Come watch a supercomputer simulation of a devastating tornado
Rob Verger
at 08:56 AM Mar 17 2017
University of Wisconsin-Madison
Nature // 

When Leigh Orf, an atmospheric scientist at the University of Wisconsin-Madison, strives to unravel the mysteries of tornado formation, he needs something way bigger than a laptop. Phenomena like the huge, supercell thunderstorms he studies involve such vast amounts of data, only a supercomputer will do.

Orf wants to answer what he said is a key question in meteorology: “Why do some of these storms produce these devastating tornadoes?" To get at the answer, he turned to simulation. The result—which is absolutely mesmerizing—is based on the conditions surrounding a very real, very powerful, and long-lasting tornado that struck Oklahoma on May 24, 2020. It ranked at the top of the Enhanced Fujita scale as an EF-5.

But here's why Orf needed time on a supercomputer. His simulation—done using the Blue Waters machine at the University of Illinois—involved modeling a three-dimensional block of space that measures roughly 75 miles wide, 75 miles long, and 12.4 miles tall. For the computer model, that space was in turn broken down into an astounding 1,839,200,000 smaller chunks, many of them cubes that measure about 100 feet on a side.

 
 

In each of the chunks of space, the computer simulates factors like wind speed and direction, temperature, barometric pressure, humidity, and precipitations like snow, hail, and rain.

“This type of work needs the world's strongest computers just because the problem demands it,” he says. “There's no way around it.”
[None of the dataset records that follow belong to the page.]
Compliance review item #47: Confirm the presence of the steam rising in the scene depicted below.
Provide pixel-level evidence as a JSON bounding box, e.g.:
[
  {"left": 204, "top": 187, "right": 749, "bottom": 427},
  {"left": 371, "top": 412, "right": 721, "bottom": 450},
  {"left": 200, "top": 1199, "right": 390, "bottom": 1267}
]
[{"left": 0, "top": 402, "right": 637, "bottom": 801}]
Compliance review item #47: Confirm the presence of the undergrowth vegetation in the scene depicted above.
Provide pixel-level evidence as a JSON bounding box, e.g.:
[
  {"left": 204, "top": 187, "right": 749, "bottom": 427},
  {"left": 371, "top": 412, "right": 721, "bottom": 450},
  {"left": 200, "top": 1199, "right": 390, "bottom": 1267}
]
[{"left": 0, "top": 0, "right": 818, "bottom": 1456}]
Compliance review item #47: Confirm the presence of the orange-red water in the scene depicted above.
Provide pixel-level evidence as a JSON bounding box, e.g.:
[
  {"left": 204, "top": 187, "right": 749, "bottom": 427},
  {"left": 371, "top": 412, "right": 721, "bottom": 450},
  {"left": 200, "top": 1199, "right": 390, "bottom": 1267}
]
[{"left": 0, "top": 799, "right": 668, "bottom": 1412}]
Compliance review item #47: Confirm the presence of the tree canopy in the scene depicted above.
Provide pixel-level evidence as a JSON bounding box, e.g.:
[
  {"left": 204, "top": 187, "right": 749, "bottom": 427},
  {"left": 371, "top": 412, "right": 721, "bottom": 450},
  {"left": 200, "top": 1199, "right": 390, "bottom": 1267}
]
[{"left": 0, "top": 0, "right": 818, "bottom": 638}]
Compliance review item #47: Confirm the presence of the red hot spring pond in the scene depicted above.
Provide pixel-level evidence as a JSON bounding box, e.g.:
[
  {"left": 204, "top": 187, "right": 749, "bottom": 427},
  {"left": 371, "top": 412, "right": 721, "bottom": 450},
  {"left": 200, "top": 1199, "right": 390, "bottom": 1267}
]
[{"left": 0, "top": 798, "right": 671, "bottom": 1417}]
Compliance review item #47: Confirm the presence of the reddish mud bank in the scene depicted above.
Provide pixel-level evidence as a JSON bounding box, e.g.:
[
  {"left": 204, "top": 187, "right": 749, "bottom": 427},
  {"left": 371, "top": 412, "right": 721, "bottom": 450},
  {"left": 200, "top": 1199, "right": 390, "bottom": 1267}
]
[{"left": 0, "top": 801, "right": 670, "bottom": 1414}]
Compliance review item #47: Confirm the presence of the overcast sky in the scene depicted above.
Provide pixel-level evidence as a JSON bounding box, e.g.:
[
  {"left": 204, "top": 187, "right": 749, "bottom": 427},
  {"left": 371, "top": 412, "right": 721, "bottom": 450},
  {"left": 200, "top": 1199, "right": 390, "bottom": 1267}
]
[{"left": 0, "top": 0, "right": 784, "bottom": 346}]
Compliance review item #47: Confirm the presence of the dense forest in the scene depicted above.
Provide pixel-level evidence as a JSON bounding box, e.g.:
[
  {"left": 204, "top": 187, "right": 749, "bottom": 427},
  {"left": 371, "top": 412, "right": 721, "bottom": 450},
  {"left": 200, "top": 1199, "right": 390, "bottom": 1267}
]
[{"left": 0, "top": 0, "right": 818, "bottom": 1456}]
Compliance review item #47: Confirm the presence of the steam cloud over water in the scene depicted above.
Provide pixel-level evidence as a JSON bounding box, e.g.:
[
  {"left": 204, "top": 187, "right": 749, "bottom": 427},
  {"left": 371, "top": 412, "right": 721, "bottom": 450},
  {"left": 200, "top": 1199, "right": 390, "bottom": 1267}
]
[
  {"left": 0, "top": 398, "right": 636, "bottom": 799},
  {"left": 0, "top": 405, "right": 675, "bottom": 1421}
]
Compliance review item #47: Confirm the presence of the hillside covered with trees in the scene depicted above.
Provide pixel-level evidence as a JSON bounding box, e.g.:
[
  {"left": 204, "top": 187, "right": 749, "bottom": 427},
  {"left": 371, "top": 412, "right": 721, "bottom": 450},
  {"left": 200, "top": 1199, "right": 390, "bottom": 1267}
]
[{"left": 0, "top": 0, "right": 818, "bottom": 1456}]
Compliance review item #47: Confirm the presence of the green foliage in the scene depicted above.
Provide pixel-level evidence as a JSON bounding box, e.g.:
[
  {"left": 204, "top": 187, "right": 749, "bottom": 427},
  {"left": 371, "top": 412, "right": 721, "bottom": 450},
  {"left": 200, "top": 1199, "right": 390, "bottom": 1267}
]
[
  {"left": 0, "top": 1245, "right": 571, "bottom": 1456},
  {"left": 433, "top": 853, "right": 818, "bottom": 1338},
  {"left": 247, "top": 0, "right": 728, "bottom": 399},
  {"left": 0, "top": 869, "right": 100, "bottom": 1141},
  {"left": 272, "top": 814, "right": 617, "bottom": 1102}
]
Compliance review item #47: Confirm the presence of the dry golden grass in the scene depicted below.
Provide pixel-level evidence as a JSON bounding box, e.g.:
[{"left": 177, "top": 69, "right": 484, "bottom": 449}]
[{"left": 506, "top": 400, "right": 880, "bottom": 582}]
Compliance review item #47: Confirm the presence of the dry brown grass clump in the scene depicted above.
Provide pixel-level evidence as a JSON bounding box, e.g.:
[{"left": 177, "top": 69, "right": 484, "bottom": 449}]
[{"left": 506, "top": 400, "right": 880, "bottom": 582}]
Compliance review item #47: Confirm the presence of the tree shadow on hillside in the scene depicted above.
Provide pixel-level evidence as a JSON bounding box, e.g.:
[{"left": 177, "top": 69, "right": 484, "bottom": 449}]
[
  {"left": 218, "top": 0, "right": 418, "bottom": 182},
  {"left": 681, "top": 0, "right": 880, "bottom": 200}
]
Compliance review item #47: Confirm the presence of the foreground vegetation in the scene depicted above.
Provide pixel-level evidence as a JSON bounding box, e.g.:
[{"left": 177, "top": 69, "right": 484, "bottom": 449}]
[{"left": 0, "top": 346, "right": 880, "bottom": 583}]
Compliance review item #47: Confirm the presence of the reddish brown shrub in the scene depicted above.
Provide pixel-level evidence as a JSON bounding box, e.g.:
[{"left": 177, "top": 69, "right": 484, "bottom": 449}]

It boils down to the huge amount of three-dimensional space the computer is simulating, subdivided into those nearly 2 billion parts.

“It's not necessarily that the weather is complex, it's that the feature is big and it needs to be very highly resolved,” he says.

The simulation required about three days of time on 20,000 cores of the supercomputer.

Ultimately, the goal is to better understand the formation of the those powerful, deadly tornadoes sometimes spawned by powerful thunderstorms, and Orf says their simulation is helping them do just that.

“For the first time we've been able to peer into the inner workings of a supercell that produces a tornado, and we're able to see that process occur,” he says. “We have the full storm, and we can see everything going on inside of it. So just about everything is a discovery, right now, because no one's done this before, not at this scale.”